War and Street - what can Robert Capa teach us? / by Hugh Rawson

Flicking through my Twitter feed, surrounded by toast, marmalade and coffee, and very much in a Sunday vibe, I came across a Magnum post inviting me to enjoy some of their archive. This is all part of the esteemed photo agency’s seventieth anniversary shindigs. It doesn’t take long to lose yourself in the various photo-articles: Dennis Stock’s beautiful jazz images; the genius that was Sergio Larrain and his published work from Valparaiso; anything of Elliott Erwitt’s.

 The photographer's eye writes the story.   Guildford July 2017

The photographer's eye writes the story. 
Guildford July 2017

The article that particularly resonated this morning was about Robert Capa and his famous images from the first wave of the D-Day landings on Omaha Beach in June 1944. You can read it here: www.magnumphotos.com/newsroom/conflict/robert-capa-d-day-omaha-beach/

The story is well known. Hero photographer wades ashore with the US marines, scared out of his wits and shooting a series of iconic images with shaky hands as the bullets from German machine-gun posts ripped the bodies and water around him. After some time on the sand helping to save lives and pull men from the water to the waiting ships, he too joins them and heads back to England.
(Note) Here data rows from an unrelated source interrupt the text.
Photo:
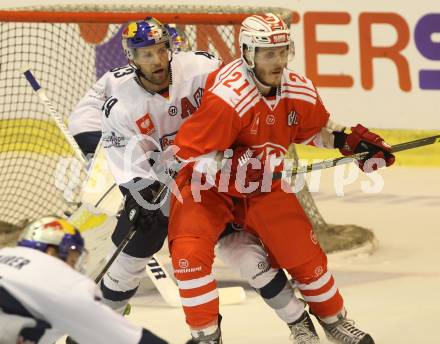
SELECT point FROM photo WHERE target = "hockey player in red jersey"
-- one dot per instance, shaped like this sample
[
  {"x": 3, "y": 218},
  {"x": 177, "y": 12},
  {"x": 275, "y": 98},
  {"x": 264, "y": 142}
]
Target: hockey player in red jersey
[{"x": 258, "y": 107}]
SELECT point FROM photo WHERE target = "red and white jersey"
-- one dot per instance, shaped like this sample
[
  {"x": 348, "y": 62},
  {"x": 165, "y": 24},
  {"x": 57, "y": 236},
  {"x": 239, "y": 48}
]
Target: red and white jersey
[
  {"x": 86, "y": 116},
  {"x": 135, "y": 121},
  {"x": 37, "y": 286},
  {"x": 234, "y": 113}
]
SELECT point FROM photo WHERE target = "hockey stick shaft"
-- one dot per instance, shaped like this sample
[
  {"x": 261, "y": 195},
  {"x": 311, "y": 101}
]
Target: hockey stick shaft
[
  {"x": 58, "y": 119},
  {"x": 347, "y": 159}
]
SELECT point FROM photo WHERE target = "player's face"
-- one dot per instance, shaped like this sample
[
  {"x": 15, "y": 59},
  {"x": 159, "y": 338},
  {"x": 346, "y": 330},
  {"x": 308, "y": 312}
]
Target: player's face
[
  {"x": 269, "y": 64},
  {"x": 153, "y": 61}
]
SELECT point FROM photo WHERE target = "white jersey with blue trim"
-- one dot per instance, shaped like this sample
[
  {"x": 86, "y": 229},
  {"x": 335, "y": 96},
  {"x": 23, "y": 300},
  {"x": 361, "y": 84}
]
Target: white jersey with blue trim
[
  {"x": 136, "y": 121},
  {"x": 50, "y": 291}
]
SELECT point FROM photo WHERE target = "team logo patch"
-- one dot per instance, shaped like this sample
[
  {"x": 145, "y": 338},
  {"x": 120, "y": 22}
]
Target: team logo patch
[
  {"x": 270, "y": 119},
  {"x": 172, "y": 111},
  {"x": 145, "y": 124}
]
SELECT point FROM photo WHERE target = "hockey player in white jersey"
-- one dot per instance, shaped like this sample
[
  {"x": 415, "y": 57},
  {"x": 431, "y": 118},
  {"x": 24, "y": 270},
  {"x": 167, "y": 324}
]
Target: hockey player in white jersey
[
  {"x": 153, "y": 96},
  {"x": 42, "y": 297}
]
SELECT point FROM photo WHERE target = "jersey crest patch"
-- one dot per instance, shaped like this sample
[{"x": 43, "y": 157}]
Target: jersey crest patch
[{"x": 145, "y": 124}]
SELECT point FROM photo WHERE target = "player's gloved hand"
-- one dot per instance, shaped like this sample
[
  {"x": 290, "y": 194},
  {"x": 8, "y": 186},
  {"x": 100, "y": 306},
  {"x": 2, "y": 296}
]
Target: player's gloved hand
[
  {"x": 362, "y": 140},
  {"x": 244, "y": 172},
  {"x": 139, "y": 205}
]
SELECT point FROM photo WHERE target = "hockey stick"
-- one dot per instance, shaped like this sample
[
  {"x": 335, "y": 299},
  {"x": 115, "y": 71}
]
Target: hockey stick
[
  {"x": 347, "y": 159},
  {"x": 170, "y": 293}
]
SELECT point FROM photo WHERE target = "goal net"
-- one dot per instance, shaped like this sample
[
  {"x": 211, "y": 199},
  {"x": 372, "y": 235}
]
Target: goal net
[{"x": 68, "y": 49}]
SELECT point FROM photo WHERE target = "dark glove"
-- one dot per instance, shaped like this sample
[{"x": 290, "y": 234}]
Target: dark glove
[
  {"x": 362, "y": 140},
  {"x": 244, "y": 173},
  {"x": 139, "y": 205},
  {"x": 69, "y": 340}
]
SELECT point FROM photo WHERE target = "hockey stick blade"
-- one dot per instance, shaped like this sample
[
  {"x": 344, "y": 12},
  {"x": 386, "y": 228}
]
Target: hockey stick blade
[
  {"x": 347, "y": 159},
  {"x": 170, "y": 293}
]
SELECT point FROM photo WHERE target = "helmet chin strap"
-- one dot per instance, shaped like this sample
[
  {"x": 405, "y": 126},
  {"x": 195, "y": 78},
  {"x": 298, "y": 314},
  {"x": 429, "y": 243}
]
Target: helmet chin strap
[{"x": 262, "y": 87}]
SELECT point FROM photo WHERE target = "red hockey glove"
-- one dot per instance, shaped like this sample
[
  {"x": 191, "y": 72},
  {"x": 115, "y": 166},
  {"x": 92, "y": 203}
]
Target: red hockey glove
[
  {"x": 243, "y": 172},
  {"x": 362, "y": 140}
]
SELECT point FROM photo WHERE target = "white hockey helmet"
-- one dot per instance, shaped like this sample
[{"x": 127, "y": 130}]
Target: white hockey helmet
[
  {"x": 51, "y": 231},
  {"x": 262, "y": 31}
]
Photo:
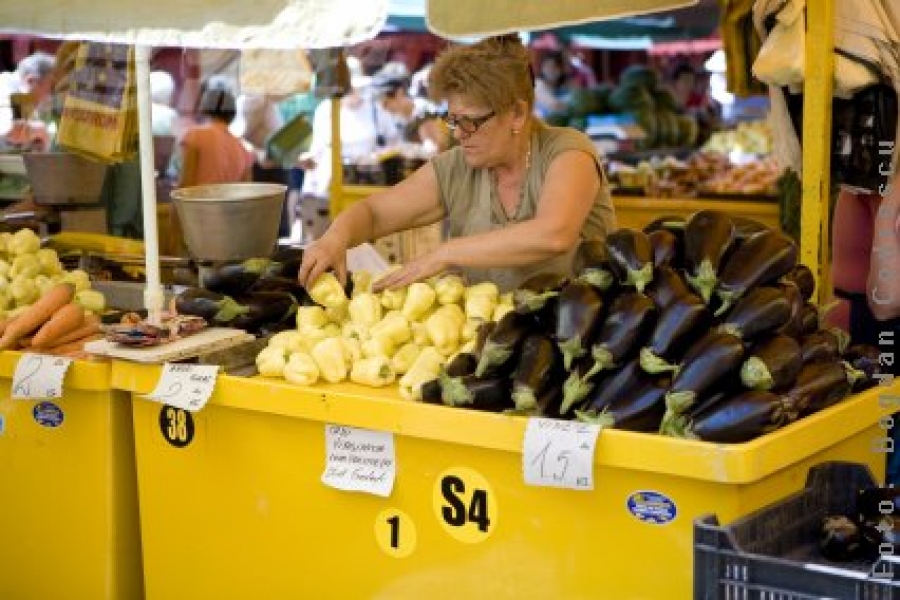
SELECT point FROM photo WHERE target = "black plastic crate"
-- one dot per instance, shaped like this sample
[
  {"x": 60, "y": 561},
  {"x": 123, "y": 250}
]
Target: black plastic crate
[{"x": 772, "y": 554}]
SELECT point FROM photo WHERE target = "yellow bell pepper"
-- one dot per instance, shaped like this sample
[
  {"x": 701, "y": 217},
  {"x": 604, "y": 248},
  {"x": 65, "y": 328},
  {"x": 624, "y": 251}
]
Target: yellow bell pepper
[
  {"x": 393, "y": 299},
  {"x": 313, "y": 316},
  {"x": 426, "y": 367},
  {"x": 480, "y": 307},
  {"x": 331, "y": 358},
  {"x": 405, "y": 357},
  {"x": 362, "y": 282},
  {"x": 449, "y": 289},
  {"x": 444, "y": 328},
  {"x": 327, "y": 291},
  {"x": 375, "y": 372},
  {"x": 419, "y": 298},
  {"x": 365, "y": 309},
  {"x": 301, "y": 369},
  {"x": 379, "y": 345},
  {"x": 395, "y": 326},
  {"x": 270, "y": 361}
]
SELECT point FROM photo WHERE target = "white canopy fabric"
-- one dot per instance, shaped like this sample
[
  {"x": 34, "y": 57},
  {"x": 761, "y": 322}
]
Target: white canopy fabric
[
  {"x": 200, "y": 24},
  {"x": 456, "y": 18}
]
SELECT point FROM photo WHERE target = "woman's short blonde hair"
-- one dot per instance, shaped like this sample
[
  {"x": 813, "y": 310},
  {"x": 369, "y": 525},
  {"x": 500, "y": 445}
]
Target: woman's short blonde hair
[{"x": 495, "y": 72}]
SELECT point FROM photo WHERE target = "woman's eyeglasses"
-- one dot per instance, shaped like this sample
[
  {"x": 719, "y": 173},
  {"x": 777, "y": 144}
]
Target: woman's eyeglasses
[{"x": 467, "y": 125}]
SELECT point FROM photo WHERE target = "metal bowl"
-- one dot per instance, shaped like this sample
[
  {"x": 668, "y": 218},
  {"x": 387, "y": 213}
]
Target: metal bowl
[{"x": 230, "y": 221}]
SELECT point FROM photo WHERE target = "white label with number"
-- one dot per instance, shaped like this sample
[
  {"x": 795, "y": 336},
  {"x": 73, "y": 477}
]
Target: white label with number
[
  {"x": 559, "y": 453},
  {"x": 39, "y": 376},
  {"x": 185, "y": 386},
  {"x": 359, "y": 460}
]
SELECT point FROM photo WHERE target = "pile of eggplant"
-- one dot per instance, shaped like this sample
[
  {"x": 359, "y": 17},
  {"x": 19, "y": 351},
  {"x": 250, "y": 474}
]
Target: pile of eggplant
[
  {"x": 258, "y": 295},
  {"x": 700, "y": 328}
]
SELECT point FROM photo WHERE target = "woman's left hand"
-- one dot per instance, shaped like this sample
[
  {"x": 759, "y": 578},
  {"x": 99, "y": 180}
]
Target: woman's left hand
[{"x": 421, "y": 268}]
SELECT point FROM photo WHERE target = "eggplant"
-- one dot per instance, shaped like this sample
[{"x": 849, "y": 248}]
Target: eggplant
[
  {"x": 592, "y": 264},
  {"x": 822, "y": 346},
  {"x": 760, "y": 260},
  {"x": 709, "y": 361},
  {"x": 212, "y": 306},
  {"x": 668, "y": 284},
  {"x": 666, "y": 248},
  {"x": 840, "y": 538},
  {"x": 285, "y": 263},
  {"x": 739, "y": 418},
  {"x": 678, "y": 324},
  {"x": 235, "y": 279},
  {"x": 627, "y": 324},
  {"x": 264, "y": 308},
  {"x": 809, "y": 319},
  {"x": 537, "y": 370},
  {"x": 802, "y": 277},
  {"x": 773, "y": 363},
  {"x": 762, "y": 310},
  {"x": 620, "y": 383},
  {"x": 795, "y": 298},
  {"x": 708, "y": 237},
  {"x": 866, "y": 359},
  {"x": 578, "y": 310},
  {"x": 502, "y": 343},
  {"x": 745, "y": 227},
  {"x": 578, "y": 384},
  {"x": 630, "y": 257},
  {"x": 819, "y": 386},
  {"x": 431, "y": 391},
  {"x": 534, "y": 293},
  {"x": 641, "y": 410},
  {"x": 671, "y": 223},
  {"x": 489, "y": 394}
]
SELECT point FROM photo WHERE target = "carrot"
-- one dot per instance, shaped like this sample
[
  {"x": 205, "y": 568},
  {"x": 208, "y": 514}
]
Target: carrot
[
  {"x": 63, "y": 322},
  {"x": 90, "y": 326},
  {"x": 37, "y": 314},
  {"x": 73, "y": 346}
]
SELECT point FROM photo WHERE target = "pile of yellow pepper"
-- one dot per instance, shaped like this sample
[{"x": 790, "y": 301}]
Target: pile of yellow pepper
[{"x": 375, "y": 338}]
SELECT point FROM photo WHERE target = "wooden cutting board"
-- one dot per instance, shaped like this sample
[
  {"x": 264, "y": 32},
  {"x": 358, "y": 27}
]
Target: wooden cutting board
[{"x": 208, "y": 340}]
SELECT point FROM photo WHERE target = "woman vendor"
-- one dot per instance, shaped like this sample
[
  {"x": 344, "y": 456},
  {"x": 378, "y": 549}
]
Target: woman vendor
[{"x": 517, "y": 196}]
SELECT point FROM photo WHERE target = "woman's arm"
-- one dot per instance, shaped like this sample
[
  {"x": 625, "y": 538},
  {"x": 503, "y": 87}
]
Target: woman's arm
[
  {"x": 567, "y": 196},
  {"x": 884, "y": 271},
  {"x": 413, "y": 202}
]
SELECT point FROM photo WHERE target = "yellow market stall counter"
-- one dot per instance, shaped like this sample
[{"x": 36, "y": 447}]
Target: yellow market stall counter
[
  {"x": 240, "y": 484},
  {"x": 68, "y": 486}
]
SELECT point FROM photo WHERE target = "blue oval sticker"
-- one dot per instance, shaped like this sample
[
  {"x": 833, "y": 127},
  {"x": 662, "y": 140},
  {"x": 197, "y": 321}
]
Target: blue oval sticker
[
  {"x": 652, "y": 507},
  {"x": 48, "y": 414}
]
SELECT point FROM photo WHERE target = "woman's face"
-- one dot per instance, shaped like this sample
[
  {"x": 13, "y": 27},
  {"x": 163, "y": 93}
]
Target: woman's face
[{"x": 484, "y": 137}]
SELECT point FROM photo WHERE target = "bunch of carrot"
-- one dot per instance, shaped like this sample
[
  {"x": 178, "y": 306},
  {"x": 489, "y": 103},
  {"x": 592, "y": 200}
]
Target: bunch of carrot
[{"x": 54, "y": 324}]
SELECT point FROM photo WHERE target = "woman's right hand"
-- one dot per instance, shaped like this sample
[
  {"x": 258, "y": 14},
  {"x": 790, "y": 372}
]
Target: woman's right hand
[{"x": 328, "y": 252}]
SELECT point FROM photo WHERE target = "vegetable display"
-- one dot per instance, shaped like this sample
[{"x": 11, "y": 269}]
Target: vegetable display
[{"x": 701, "y": 328}]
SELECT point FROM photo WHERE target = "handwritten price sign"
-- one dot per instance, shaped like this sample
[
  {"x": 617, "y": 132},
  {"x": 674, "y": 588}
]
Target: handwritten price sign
[
  {"x": 39, "y": 377},
  {"x": 559, "y": 453},
  {"x": 185, "y": 386}
]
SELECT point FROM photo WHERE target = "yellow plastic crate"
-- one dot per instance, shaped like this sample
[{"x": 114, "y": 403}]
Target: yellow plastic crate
[
  {"x": 68, "y": 497},
  {"x": 240, "y": 511}
]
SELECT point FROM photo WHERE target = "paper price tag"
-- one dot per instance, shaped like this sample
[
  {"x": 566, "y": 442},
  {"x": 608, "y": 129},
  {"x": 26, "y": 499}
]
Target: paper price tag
[
  {"x": 39, "y": 376},
  {"x": 559, "y": 453},
  {"x": 185, "y": 386},
  {"x": 359, "y": 460}
]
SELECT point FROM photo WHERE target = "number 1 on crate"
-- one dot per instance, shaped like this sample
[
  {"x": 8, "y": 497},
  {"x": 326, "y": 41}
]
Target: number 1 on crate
[{"x": 559, "y": 453}]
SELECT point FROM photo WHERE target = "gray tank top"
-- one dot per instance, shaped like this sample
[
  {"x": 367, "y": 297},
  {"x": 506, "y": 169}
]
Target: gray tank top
[{"x": 470, "y": 207}]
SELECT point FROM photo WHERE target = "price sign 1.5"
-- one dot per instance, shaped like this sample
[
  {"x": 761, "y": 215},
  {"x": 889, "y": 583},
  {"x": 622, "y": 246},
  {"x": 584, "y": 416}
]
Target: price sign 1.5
[{"x": 559, "y": 453}]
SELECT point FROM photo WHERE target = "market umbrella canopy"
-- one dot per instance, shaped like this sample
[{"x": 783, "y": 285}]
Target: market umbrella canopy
[
  {"x": 206, "y": 24},
  {"x": 456, "y": 18}
]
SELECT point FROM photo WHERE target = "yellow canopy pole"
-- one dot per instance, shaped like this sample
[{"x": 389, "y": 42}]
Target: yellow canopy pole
[{"x": 817, "y": 93}]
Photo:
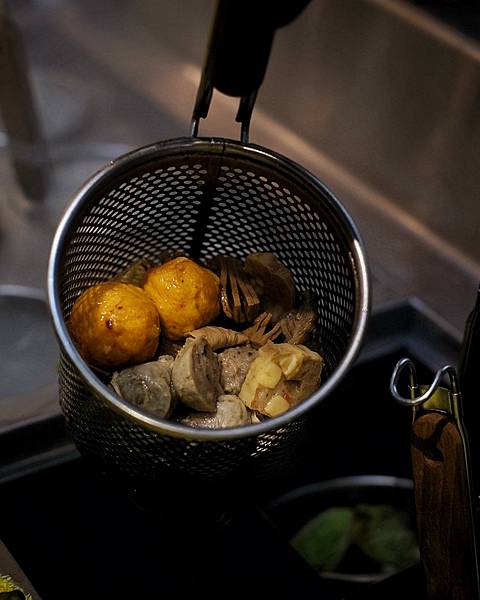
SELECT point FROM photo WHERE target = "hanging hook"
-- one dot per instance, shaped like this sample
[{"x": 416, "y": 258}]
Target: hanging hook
[{"x": 416, "y": 399}]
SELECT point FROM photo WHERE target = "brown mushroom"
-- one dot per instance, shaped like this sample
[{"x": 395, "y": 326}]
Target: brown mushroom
[{"x": 272, "y": 281}]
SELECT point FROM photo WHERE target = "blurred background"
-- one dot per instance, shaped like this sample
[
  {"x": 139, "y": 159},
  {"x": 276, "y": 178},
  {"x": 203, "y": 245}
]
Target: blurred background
[{"x": 378, "y": 98}]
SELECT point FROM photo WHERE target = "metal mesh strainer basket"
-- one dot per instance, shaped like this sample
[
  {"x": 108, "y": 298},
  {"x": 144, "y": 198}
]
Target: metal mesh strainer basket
[{"x": 205, "y": 197}]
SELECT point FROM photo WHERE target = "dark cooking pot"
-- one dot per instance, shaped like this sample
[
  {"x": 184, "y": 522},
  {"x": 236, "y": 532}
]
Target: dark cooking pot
[{"x": 293, "y": 510}]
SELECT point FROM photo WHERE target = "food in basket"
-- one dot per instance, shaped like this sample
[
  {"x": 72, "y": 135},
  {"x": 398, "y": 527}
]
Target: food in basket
[
  {"x": 196, "y": 375},
  {"x": 187, "y": 296},
  {"x": 281, "y": 376},
  {"x": 234, "y": 365},
  {"x": 272, "y": 281},
  {"x": 230, "y": 412},
  {"x": 115, "y": 324},
  {"x": 208, "y": 369},
  {"x": 148, "y": 385}
]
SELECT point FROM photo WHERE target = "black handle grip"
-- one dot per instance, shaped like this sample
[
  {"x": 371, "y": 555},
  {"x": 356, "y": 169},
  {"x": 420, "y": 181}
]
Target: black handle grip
[{"x": 238, "y": 52}]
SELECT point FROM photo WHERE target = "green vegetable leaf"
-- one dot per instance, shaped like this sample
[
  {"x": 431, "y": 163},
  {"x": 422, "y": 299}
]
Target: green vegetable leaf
[
  {"x": 324, "y": 539},
  {"x": 384, "y": 534}
]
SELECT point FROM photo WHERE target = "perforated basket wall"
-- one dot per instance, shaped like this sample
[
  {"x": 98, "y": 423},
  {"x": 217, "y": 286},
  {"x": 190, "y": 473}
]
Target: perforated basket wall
[{"x": 203, "y": 197}]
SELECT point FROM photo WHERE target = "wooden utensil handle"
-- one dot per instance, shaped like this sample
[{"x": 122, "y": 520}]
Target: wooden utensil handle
[{"x": 442, "y": 498}]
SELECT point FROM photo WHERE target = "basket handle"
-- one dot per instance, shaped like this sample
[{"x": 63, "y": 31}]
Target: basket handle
[{"x": 238, "y": 51}]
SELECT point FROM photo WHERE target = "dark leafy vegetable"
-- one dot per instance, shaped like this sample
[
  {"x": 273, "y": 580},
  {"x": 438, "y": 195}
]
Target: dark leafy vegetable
[{"x": 380, "y": 534}]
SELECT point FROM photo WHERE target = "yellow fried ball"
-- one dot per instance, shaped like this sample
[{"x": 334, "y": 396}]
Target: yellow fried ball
[
  {"x": 115, "y": 324},
  {"x": 187, "y": 296}
]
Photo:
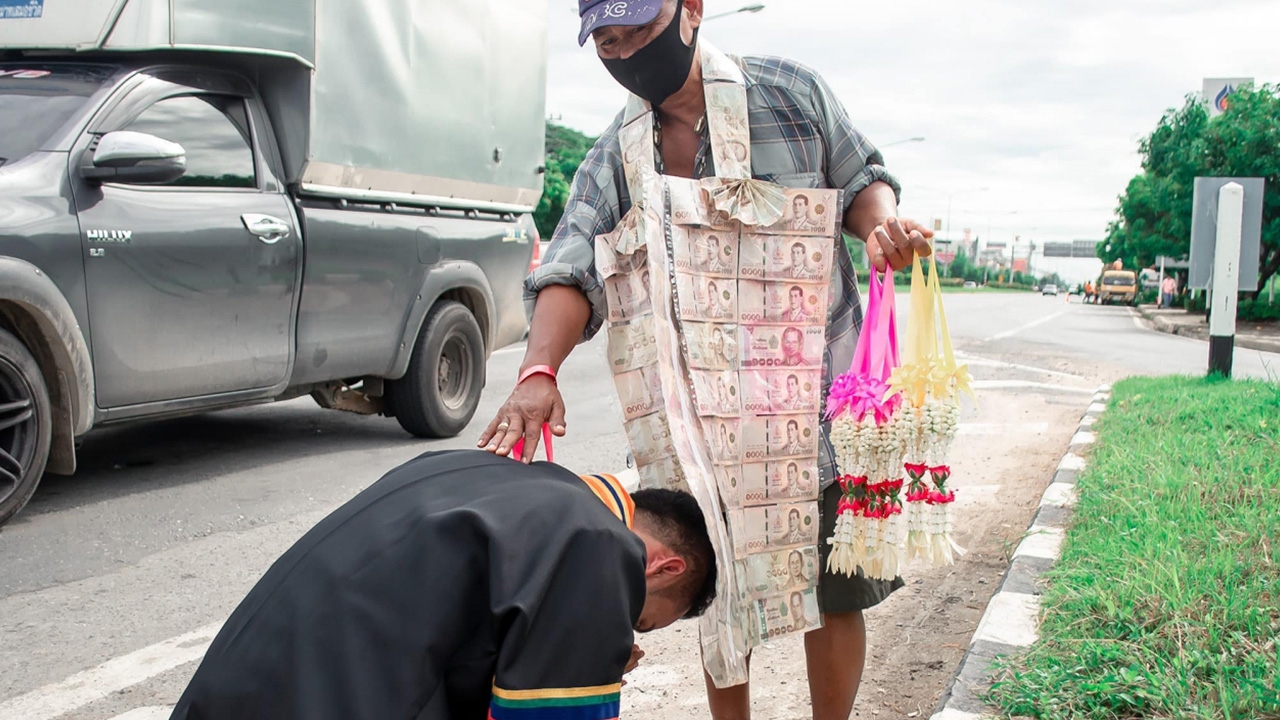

Once there, his precious prints are largely destroyed by the impatience and excitement of a young technician charged with developing the first pictures from the invasion for a story-hungry press. One can only imagine how he met have felt, risking everything to only see a precious few end up in print.

 

Capa famously said that if your photos aren’t good enough, you’re not close enough. No can argue that he didn’t get close. It was a landmine in Vietnam that took his life some ten years on from D-Day. The Magnum website article said: "Capa’s photography is all about being there, close. His art lay in risking where to be and when, in how he built and conducted the relationships that enabled him to be there, and in how he shaped and presented the narrative of events he witnessed.”

 

Now, I can’t claim to take anything like the risks that Robert Capa (or indeed any war correspondent or photographer) routinely took. But there is a good deal of the street photographer in that quote. 

 

Working with a focal length of about 35mm, your camera has to get close. As Bruce Golden said: "If you can smell the street by looking at the photo, it's a street photograph.” You have to be close to smell it. And that is risky. Okay, you’re unlikely to take a bullet and less likely to step on a landmine - but you may well upset one or two as you go about your business. I’m sure we can all think of times when we  have been confronted, challenged, rumbled and maybe even abused. I know I can. Equally, I can think of the shots that were perfect in my head but I put the camera away at the last moment because, well, I bottled it.

 

Yet, I keep going back. There is something in that risk. In that proximity. Something which sees me calculating where to be and when, making relationships in my mind’s eye. Something in the story that pulls me back, attempting to "shape and present the narrative of events."